Rosenburg sees in Nelson’s theoretical and computational work a valuable tool
“in understanding and mapping the terrain of everything that claims to be new by
virtue of its nonlinearity” (148). Although Rosenburg’s paper is repetitive at
times, the overall thrust of the piece is invaluable for fleshing out the
history of cyberculture, and he does an admirable job exploring the “docuverse,”
“transclusion,” and an alternative hypertext network named Xanadu that stands
apart from the html coding of today’s Internet.
In summary, given the diverse articulations of
future nostalgia Histories of the Future wants to explore, the text is a
double-edged sword.

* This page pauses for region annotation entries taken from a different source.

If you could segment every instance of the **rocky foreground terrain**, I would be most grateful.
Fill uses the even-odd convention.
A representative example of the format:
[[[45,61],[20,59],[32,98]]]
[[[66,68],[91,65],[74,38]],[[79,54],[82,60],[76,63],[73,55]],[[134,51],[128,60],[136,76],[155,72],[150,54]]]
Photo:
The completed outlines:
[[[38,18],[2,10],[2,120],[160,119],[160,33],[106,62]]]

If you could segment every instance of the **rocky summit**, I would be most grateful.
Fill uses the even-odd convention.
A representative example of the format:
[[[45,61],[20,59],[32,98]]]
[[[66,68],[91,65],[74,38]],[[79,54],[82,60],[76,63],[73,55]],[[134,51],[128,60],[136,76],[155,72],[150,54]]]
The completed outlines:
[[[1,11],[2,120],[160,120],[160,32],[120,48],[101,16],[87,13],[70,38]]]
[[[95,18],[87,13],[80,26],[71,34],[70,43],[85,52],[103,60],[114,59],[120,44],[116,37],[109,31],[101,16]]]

On the one hand, by not limiting itself to a narrow focus,
the book addresses such diverse arenas as text messaging in the Phillippines,
Thodor Nelson’s Xanadu network, and the cult behavior of Heaven’s Gate. This
highlights the future as a problematic concept in Western and non-Western
contexts while grounding it in cultural events both small and large. On the
other hand, without a tight focus, the overall effect of Histories of the Future
can be somewhat estranging and the anthology becomes a hodge-podge collection
that might make it difficult to find a core audience. With the exception of the
essays by Miryam Sas, Pamela Jackson, and Daniel Rosenburg, Histories of the
Future is of passing interest to those wanting to explore the collapse of
temporality and pattern recognitions in sf.
WORKS CITED
Gibson, William. Pattern Recognition. New York: Putnam, 2003.
─────.“The Gernsback Continuum.” 1981. Mirrorshades: The Cyberpunk Anthology.
Ed. Bruce Sterling. New York: Ace, 1986. 1-11.
Tofts, Darren, and Murray McKeich. Memory Trade: A Prehistory of Cyberculture.
North Ryde, Australia.: Interface-21-C, 1998.
Tofts, Darren, Annemarie Jonson, and Alessio Cavallaro, eds. Prefiguring
Cyberculture: An Intellectual History. Cambridge, MA: MIT, 2002.